The Dolby TrueHD 5.1 track provides only the minimum of range. Again, the film is mostly in close quarters, so any aggressive or wide use of surrounds would take away from the intent. You can hear the dialog most of the time. There is a lot of Arabic spoken, and unfortunately I did not discover until halfway through that the disc does not default to the subtitles during these scenes. There’s little music, so there really isn’t a quality issue there. You will be presented with a very live feel. I don’t believe there was much ADR work done, so things can get lost.
The extras are in standard definition and are exactly as they appear on the DVD release.
Optional PSA Intro: You have the option of viewing a 2 minute Public Service Announcement for the Committee To Protect Journalists The piece features committee chair Christiane Amanpour and talks about Daniel Pearl and the Daniel Pearl Foundation.
A Journey Of Passion: The Making Of A Mighty Heart: When you attempt a film on something so recent and emotionally charged, you need to be very careful how you proceed. You get the feel here that everyone involved was acutely aware of that need. They went out of their way to get to know the real characters and discover who Pearl was through his own writing. There are probably too many film clips here, but you will get a lot out of these 30 minutes.
Committee To Protect Journalists: This is an 8 minute piece about the organization and how they have built awareness of the plights of journalists all over the world. A little too much “journalists are pretty much the most important people in the world” stuff for me, but it is interesting.

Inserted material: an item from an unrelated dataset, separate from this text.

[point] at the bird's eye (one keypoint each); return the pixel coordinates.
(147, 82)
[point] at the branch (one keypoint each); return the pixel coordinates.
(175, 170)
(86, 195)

This is not the kind of film that benefits extremely much from the high definition treatment. It was never intended to be a spectacular image. There is a mood and atmosphere here that was carefully planned and executed. The performers lived in these tight quarters using a lot of improv and actual living experiences to provide the realistic setting. If you have this on DVD, I really can’t recommend you upgrade. There is really only one purpose to this film. A Mighty Heart serves us and Daniel Pearl by showing the terrorists for who they are. “Their aim is to purify Islam through violence.”